Abschied von Dr. Beate Panzer

Würdiger Abschied für Schulleiterin Dr. Beate Panzer: In einer kleinen Feierstunde verabschiedeten sich (v.l.n.r.) Grundschulkonrektorin Andrea Fritsch, geschäftsleitender Beamter Thomas Wittmann, Kämmerin Elke Frieser, Rektorin Ingrid Donaubauer, Realschuldirektor Klaus Biersack, Mittelschul-Rektor Michael Chwatal und zweiter Bürgermeister Josef Gruber von Dr. Beate Panzer.

Würdiger Abschied für Schulleiterin Dr. Beate Panzer: In einer kleinen Feierstunde verabschiedeten sich (v.l.n.r.) Grundschulkonrektorin Andrea Fritsch, geschäftsleitender Beamter Thomas Wittmann, Kämmerin Elke Frieser, Rektorin Ingrid Donaubauer, Realschuldirektor Klaus Biersack, Mittelschul-Rektor Michael Chwatal und zweiter Bürgermeister Josef Gruber von Dr. Beate Panzer.

Bewegender Abschied für Dr. Beate Panzer: In einer kleinen Feierstunde verabschiedeten sich die Vertreter von örtlichen Schulen und Verwaltung von der Schulleiterin des Burglengenfelder Gymnasiums. „Schule ist die teuerste Einrichtung des Staates, aber auch die Wichtigste. Denn unser Rohstoff heißt Geist“, sagte zweiter Bürgermeister Josef Gruber. In einem ausgeklügelten Schulsystem wie in Bayern gäbe es ein Nadelöhr – und dies sei stets die Person des Schulleiters: „Frau Dr. Panzer, Sie waren ein Glücksfall für uns und hinterlassen ein gut bestelltes Haus“. 

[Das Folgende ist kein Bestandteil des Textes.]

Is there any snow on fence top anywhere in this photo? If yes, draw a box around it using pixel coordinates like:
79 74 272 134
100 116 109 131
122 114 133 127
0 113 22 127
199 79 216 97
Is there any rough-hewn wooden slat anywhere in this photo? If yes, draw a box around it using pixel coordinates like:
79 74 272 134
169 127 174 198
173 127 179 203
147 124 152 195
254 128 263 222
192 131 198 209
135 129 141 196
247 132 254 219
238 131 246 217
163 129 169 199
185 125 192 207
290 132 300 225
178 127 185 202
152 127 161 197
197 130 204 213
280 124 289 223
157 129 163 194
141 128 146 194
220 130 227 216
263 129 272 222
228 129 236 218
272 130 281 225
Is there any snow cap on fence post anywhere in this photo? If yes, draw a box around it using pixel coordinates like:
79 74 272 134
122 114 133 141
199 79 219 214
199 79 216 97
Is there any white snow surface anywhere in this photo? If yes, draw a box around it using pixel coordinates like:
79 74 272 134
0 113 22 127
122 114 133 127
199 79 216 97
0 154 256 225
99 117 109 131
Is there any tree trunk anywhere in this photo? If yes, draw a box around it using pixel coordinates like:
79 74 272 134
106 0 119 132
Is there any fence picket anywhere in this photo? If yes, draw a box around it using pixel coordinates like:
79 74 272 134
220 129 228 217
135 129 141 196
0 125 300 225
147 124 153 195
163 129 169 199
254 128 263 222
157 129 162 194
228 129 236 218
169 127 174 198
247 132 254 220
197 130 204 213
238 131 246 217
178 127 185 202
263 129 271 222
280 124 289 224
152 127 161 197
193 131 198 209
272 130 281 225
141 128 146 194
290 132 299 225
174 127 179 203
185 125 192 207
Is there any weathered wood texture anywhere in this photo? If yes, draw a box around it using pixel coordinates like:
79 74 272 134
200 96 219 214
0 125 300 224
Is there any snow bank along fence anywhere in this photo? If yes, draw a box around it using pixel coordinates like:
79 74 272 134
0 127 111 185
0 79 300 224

Panzer habe in elf Jahren als Schulleiterin vielfache Umbrüche in der Schullandschaft miterlebt, wie den Wechsel zwischen G8 und G9. „Das war enorm viel Arbeit“, stellte Gruber fest, „trotzdem haben Sie die dafür notwendige Ruhe mitgebracht“. Dieser Abschied, der nun in Zeiten der Corona-Pandemie falle, sei ein weiteres Beispiel für unabwägbare Herausforderungen, welche man als Schulleiterin zu meistern habe. 

Für Dr. Beate Panzer geht es zu Beginn des Ruhestands erst einmal zu ihrem Lieblingsreiseziel Skandinavien. De Gedanke an Zukunft ihrer Schüler lässt sie dennoch noch nicht ganz los: „Vieles ist geschafft, einiges ist noch zu tun“. Panzer hofft, dass es bald wieder möglich werde, eine richtige „Schulfamilie“ zu sein. „Schule ist viel mehr als reiner Unterricht“, sagte sie, „sie bietet Schülerinnen und Schülern ein Stück Heimat und Gemeinschaft“.